On Ceasing to Be Exceptional

Somewhere just north of a decade ago -- so when I was 10 or so -- I was helping strangers in online forums troubleshoot games they were making. It was crazy fun. I still remember this one guy: He had a 3D FPS he was building in Game Maker, a tool that (for this use case) gives you a graphics engine and not much else. He had mouselook set up (no trivial feat) and had a bare-bones firing system, but it only worked when the camera was leveled out flat. You couldn't shoot up or down. That's a big problem, but the game was still pretty fun in spite of it, so in the spirit of trying to make a good thing better I offered to help.

With the right background knowledge, the solution is pretty clear. The mouselook system gives us an angle for how far up or down we're looking. What we want is for bullets to rise or fall at a steady rate determined by this angle. So we need a value to determine that rate, and that value will end up being a slope. You can turn angles into slopes using trig: slope = rise/run = sin(θ)/cos(θ) = tan(θ). So you take this slope, scale it based on horizontal speed, and periodically add that to the Z coordinate.

This is easy to figure this out if you know the concepts involved, but take it from me: it's a lot trickier when you've never heard of a slope and all you know about trig is what Wikipedia tells you. But with a few days' work I figured it out, sent the guy a patched version of his game, and went back to playing it. All this work, and yet for the life of me I can't remember his reaction.

About a year or two later, I joined a game making group. They already had programmers, so I told them I made music. They couldn't let me in fast enough when they heard that. I did make some music, but I also pitched in whenever anyone asked for troubleshooting help. Pretty soon I was the go-to guy for figuring out the really pathological stuff.

After a while I started working on my own project, a turn-based strategy game (tragically never completed, but surprisingly close to completion, and sporting a totally bonkers implementation of A*). I got hung up on the AI, lost steam, and turned to other projects. I wrote my own FPS, which (to my astonishment) people actually played. I wrote a couple RPGs from the ground up. I wrote a 2D, team-based multiplayer game inspired by laser tag. In fact, writing the login system for that game sparked my interest in security.

In my free time, I was pushing my limits by working with a fantastic math tutor (Naomi, whose debt I am deeply and eternally in). She taught me everything up to calculus, past which point I taught myself. By the time I started high school, I'd built up a working knowledge of multivariable calculus.

And now, here I am: 22 going on 23, and not feeling too different now than I did then. What happened?

The answer, it feels like, is "not much." People learn at different rates, and I happened to luck out by being someone who learns certain abstract subjects really quickly. That doesn't make me inherently better at them. It just means I got a sort of head start. And I'm coming to suspect that the same is true of many if not most talented young people (including many who were/are way above my level).

I've had the great pleasure in my life of knowing some real capital-G Geniuses -- people who, when you see them at work, it's hard to believe they aren't in touch with something beyond our understanding of the world.
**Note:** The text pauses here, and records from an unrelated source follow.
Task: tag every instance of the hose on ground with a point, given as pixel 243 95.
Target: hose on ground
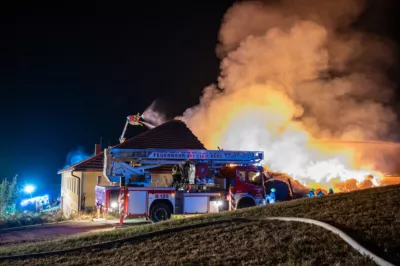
pixel 363 251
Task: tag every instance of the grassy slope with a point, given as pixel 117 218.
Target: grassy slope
pixel 371 216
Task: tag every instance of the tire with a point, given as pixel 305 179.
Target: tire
pixel 160 212
pixel 246 203
pixel 282 190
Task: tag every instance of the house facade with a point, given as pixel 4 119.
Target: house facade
pixel 78 181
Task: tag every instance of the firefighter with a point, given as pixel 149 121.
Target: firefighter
pixel 176 176
pixel 271 198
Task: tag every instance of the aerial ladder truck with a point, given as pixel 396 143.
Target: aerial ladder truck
pixel 204 181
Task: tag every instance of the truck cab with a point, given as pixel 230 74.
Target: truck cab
pixel 245 186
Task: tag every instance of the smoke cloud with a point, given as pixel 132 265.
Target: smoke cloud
pixel 155 114
pixel 75 156
pixel 293 72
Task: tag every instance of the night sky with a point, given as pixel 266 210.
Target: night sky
pixel 72 71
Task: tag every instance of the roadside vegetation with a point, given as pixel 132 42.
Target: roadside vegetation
pixel 11 214
pixel 371 216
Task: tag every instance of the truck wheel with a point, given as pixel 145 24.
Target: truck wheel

It's sublime. But these people are rare. They're literally one-in-a-million. And so, inspiring as they are, they don't change the fact that most talented young people seem to be exceptional not so much in the degree of their abilities as in how quickly those abilities develop.

It's a little bizarre that so many of us hold precocity in such high regard. Think about it: when you compliment a young person by calling them precocious, you're giving them praise that comes with an expiration date.

Say you have a ten-year-old who's reading at the level of someone twice their age. You might call that person talented, exceptional, precocious. If you have a twenty-year-old reading at the level of someone twice their age... well, that's just called being literate. Past a certain age, being pretty good at something ceases, by itself, to be exceptional. You have to find something more.

I was tempted to end here, because that "something more" is different for every person, so it's hard to imagine how to follow up on it. I'd actually left this post as a draft for about a week, dissatisfied but lacking any better idea for how to end, until a remark from my old, excellent friend Henry sparked my interest again. He observed, casually and offhand, that 'you're always making progress, just maybe not in the direction you thought.' To me, this really cuts to the core of what I'm trying to get at. Since I've put so many words into explaining my background, let me carry that a little further to try and show what I mean.

There's an incredible gap between being good at something and being good at explaining that thing. To find evidence of this, one need look no further than the average research university lecture hall. In fact, it's often the case that the better you get in your area of specialty, the harder it gets to explain it. As you learn more, you end up with more and more levels of abstraction separating you from your audience, and so the gap gets ever harder to bridge.

This was something I experienced trying to implement a secure login system -- I'd be going on to one of my game-making buddies about, say, secure key exchange, and after describing how this lets us lock down the login protocol, I'd get back a reply like "ok, but wait, wouldn't it be easier to just send everything in plaintext?" I was so far down the security rabbit hole that it was almost inconceivable to me that anyone would even suggest such a thing. When you focus on a problem for long enough, it's easy to lose touch with outside perspectives.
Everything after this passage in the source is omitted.